Mais pourtant, plutôt que d'"inciter" les couples à avoir un enfant, d'autres solutions existent pour répondre au vieillissement de la population et maintenir le nombre d'actifs dans le pays, comme l'immigration. Selon Maxime Sbaihi, économiste interrogé par Les Échos, auteur du livre "Le grand vieillissement" : "Si vous avez moins d'actifs pour financer toujours plus d'inactifs, il faut aller chercher des bras et des cerveaux à l'étranger. C'est ce que font l'Allemagne, le Canada ou les États-Unis, qui ont pris conscience de leur décroissance démographique et qui du coup ont une politique migratoire très forte." Repenser le système de retraite ou miser sur l'intelligence artificielle font partie des autres solutions envisagées pour combler le manque d'actifs à venir.

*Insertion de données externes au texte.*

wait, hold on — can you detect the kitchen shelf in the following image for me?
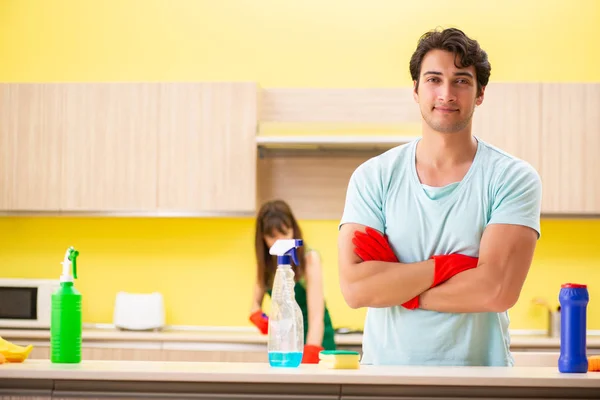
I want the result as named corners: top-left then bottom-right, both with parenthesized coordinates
top-left (256, 135), bottom-right (419, 157)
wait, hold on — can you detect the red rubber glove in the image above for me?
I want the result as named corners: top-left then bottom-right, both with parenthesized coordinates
top-left (301, 344), bottom-right (324, 364)
top-left (352, 227), bottom-right (419, 309)
top-left (430, 254), bottom-right (479, 287)
top-left (352, 228), bottom-right (479, 309)
top-left (249, 310), bottom-right (269, 335)
top-left (352, 227), bottom-right (397, 262)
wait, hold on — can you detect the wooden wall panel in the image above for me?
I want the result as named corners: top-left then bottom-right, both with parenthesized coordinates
top-left (257, 154), bottom-right (377, 220)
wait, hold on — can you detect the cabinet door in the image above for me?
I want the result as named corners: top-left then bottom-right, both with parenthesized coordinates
top-left (472, 83), bottom-right (542, 172)
top-left (81, 346), bottom-right (163, 361)
top-left (157, 83), bottom-right (257, 213)
top-left (540, 83), bottom-right (600, 214)
top-left (0, 84), bottom-right (63, 210)
top-left (61, 84), bottom-right (159, 211)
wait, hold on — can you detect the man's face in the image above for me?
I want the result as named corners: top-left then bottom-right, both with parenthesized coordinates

Au-delà des frontières françaises, le maintien de l'équilibre démographique est une priorité dans tous les pays. Ainsi, sur certains territoires, des gouvernements sont confrontés à un problème inverse, c'est-à-dire à un taux de fécondité trop élevé et à la transmission d'IST comme le VIH. En Afrique du Sud notamment, près d'une cinquantaine de femmes porteuses du VIH ont été stérilisées de force dans des hôpitaux du pays entre 2002 et 2015. Partout dans le monde, enfant ou non, ce sont encore les femmes qui trinquent à la fin.